There will be a natural event that will convince even skeptics that climate change and sea level rise is real and happening. Unfortunately, nothing will be done about it even if lots of lives are lost because [spoiler alert] nothing ever is done.

That’s an A.  It’s already happening.

I’m going out on a limb here with foreign affairs predictions, but I have a feeling that Brexit will end up in the dustbin of history.

Another big old red F, right up there with the Dolphins and the Lions ending up in the Superbowl in 2020.

Personally, this will be a transition year.  My retirement from Miami-Dade County Public Schools occurs officially on August 31, 2019, and I’m already actively looking for something both meaningful and income-producing to do after that.  (E-mail me for a copy of my resume; nothing ventured, nothing sprained.)  My play “Can’t Live Without You” opens at the Willow Theatre in Boca Raton, Florida, for a two-week run on March 30, and I’m planning on returning to the William Inge Theatre Festival for the 28th time, either with a play or most assuredly with a scholarly paper.  I have my bid in for a variety of other theatre events and productions; I think I’m getting the hang of this playwriting thing.

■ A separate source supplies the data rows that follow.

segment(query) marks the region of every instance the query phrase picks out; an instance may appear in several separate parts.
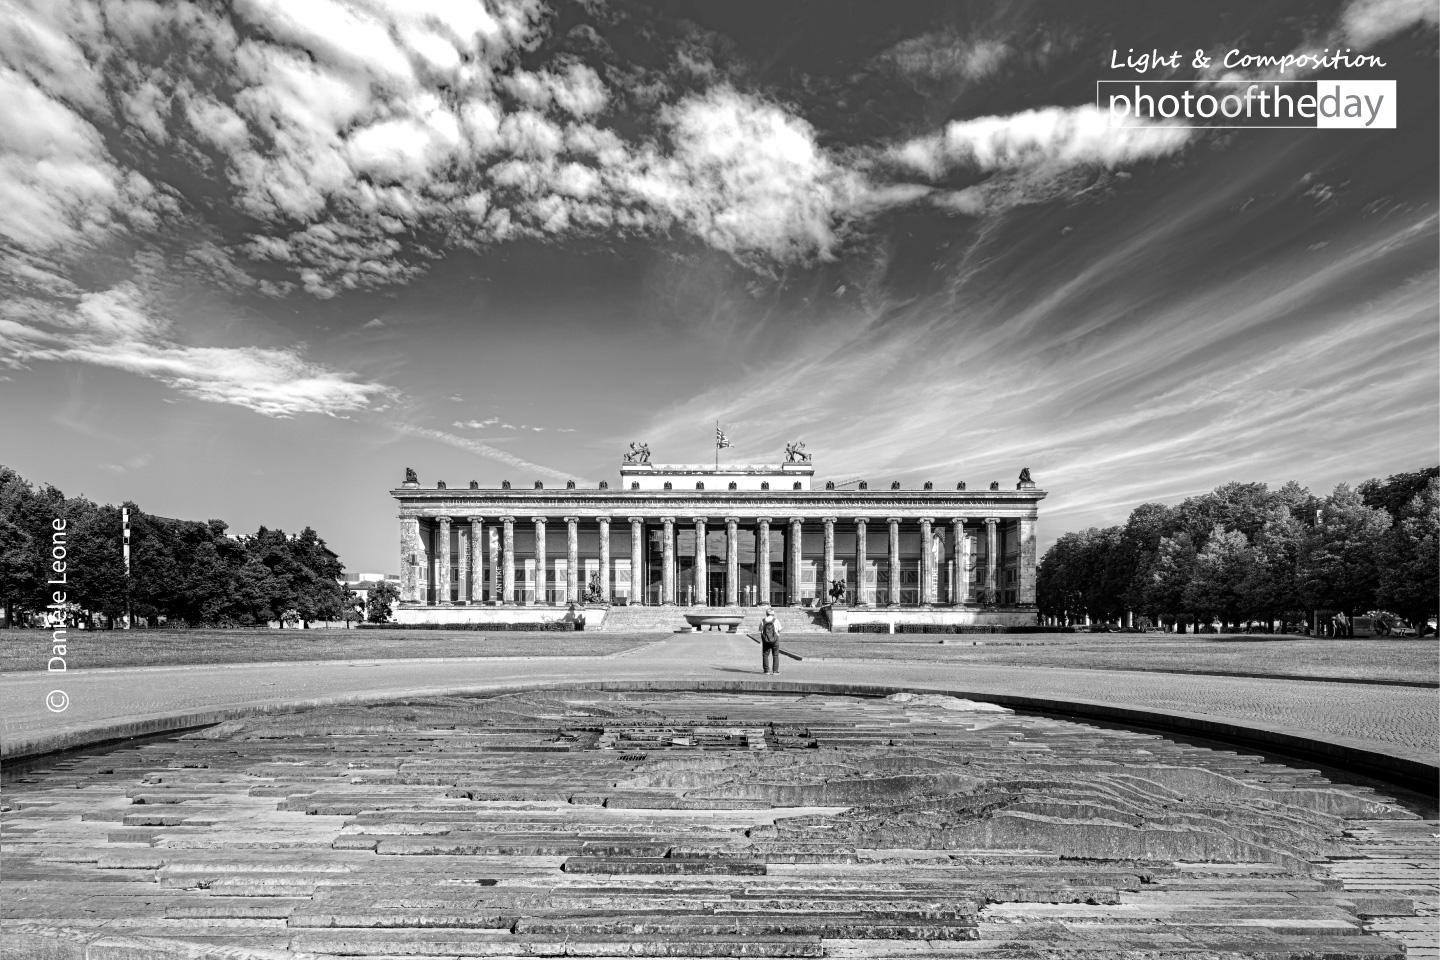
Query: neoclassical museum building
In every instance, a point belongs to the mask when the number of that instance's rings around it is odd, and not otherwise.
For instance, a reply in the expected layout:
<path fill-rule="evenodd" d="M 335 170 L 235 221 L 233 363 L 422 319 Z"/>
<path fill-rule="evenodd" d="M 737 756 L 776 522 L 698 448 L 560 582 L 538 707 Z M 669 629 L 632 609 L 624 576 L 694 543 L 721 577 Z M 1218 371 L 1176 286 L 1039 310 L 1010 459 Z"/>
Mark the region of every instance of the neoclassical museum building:
<path fill-rule="evenodd" d="M 400 502 L 401 623 L 573 618 L 618 625 L 637 606 L 770 604 L 847 620 L 1035 622 L 1035 519 L 1045 491 L 864 480 L 813 485 L 803 445 L 783 463 L 659 464 L 632 444 L 619 483 L 451 489 L 413 471 Z M 685 609 L 676 609 L 685 608 Z M 638 613 L 638 611 L 637 611 Z M 866 615 L 868 614 L 868 615 Z M 652 621 L 653 617 L 652 617 Z"/>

Things went pretty much as planned this year.  I retired on August 31 and started my new part-time jobs the next week.  The run of “Can’t Live Without You” was great, and I had a very busy year in getting plays done and conferences attended and new friends made from Miami to Alaska.

On to the predictions:

  • Trump will survive impeachment.  The fix is in.  Revelations about his corruption will keep on coming, and yet the Republicans will cower with him.  It will be his big campaign rallying point.
  • I have no idea who the Democratic Party will nominate for president, and neither do you, but whoever it is will beat Trump in November despite the best efforts of the Kremlin.  I hope it is by such a margin that even Fox News will call it a blowout.  Trump will scream and carry on about it being rigged, but by this time in 2020, he’ll be doing everything he can to trash the place on the way out the door with pardons and lame-duck appointments of Nazi sympathizers and pedophiles.  (If I’m wrong on this and Trump is reelected, I’m moving to Montserrat.  It’s safer to live on an island with an active volcano.)
  • Obamacare will survive in the Supreme Court but by a 5-4 ruling.
  • There will be more restrictions placed on reproductive rights, but Roe v. Wade will not be struck down.
  • The Democrats will take back the Senate by one seat and all that bottled-up legislation will finally get through in time for the House, still under Nancy Pelosi, to pass them all again and get them signed by the new president.
  • The economic bubble will burst, the trade deals with China and Europe will screw over the American consumer, and it’s going to look like one of those 19,000 piece domino videos.  Trump and Fox will blame the Democrats for the monster deficit and carry on about how we need to cut more taxes and destroy Social Security and Medicare to save them.
  • Even with the Democrats taking over in 2020, they won’t be in office until January 2021, so I’ll save predictions for what they’ll come up with in terms of health care, gun safety, and climate change until this time next year, assuming my house in the suburbs of Miami at 10 feet above sea level is still on dry land.
  • As for me, my playwriting and productions thereof will continue.  I’m planning on my 29th trip to the Inge Festival in May and hope to be invited back to Alaska in June.  As I’m writing this, the novel that I started twenty-five years ago tomorrow is on the glide path to land by the time I go back to work next week.  I can predict that it will never be published because I never meant it to be.
  • As for hopes for the new year, I hope for continued good health and fortune for my friends and family.  I can’t ask for more than that.

Okay, your turn.

2 barks and woofs on “Looking Back/Looking Forward

  1. Please, as you look into that “crystal” ball, identify the person and place/state who will win and correct the balance in the Senate, giving it a liberal majority. I can’t think of one right now, but I’m open to hope, as always.